O episódio ganhou repercussão após o docente relatar que passou a receber ameaças de morte em meio a uma mobilização de estudantes que articula um abaixo-assinado pedindo sua expulsão da instituição. Segundo o professor, as ameaças teriam ocorrido por meio de redes sociais e mensagens privadas, em um contexto de ataques virtuais, xingamentos e incitações à violência.
De acordo com o apresentado por Lycurgo em publicações recentes, os ataques teriam relação com posicionamentos divulgados por ele nas redes, nos quais critica o que chama de avanço de militância ideológica no ambiente universitário.
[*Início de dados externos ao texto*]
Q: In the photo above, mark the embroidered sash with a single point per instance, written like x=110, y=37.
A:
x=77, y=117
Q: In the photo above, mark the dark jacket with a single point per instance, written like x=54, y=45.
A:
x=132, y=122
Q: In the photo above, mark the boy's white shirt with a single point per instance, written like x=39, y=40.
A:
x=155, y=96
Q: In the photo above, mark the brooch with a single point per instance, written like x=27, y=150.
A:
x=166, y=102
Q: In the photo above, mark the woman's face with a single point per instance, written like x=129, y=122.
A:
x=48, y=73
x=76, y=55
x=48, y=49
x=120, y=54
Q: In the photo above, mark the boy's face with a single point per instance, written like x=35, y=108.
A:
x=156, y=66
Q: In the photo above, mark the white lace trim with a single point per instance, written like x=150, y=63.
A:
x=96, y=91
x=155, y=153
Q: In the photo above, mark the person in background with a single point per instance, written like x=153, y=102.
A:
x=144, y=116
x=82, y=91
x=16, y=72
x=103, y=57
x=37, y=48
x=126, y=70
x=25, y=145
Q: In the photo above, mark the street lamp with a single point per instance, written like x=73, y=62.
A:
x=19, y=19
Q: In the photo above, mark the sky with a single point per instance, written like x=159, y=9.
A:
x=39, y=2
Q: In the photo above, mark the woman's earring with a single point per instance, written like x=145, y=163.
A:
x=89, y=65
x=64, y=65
O professor também afirma que não pretende recuar e que interpreta a campanha como uma tentativa de silenciamento e intimidação.
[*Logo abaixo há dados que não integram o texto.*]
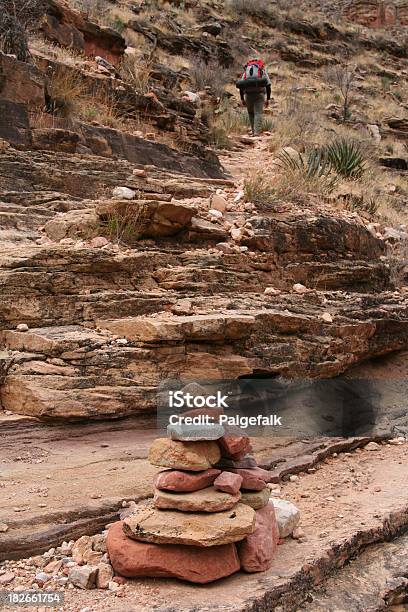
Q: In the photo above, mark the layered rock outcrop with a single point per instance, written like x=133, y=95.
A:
x=378, y=13
x=70, y=28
A mobilização por meio de abaixo-assinado, por sua vez, intensificou o debate sobre liberdade acadêmica, pluralismo de ideias e segurança dentro de universidades públicas. O caso também tem sido descrito por apoiadores do docente como um exemplo de perseguição ideológica, enquanto críticos defendem que a universidade deve reagir a condutas consideradas incompatíveis com o espaço acadêmico — ainda que, até o momento, não tenha sido detalhada publicamente uma eventual apuração formal sobre atuação profissional do professor no âmbito institucional.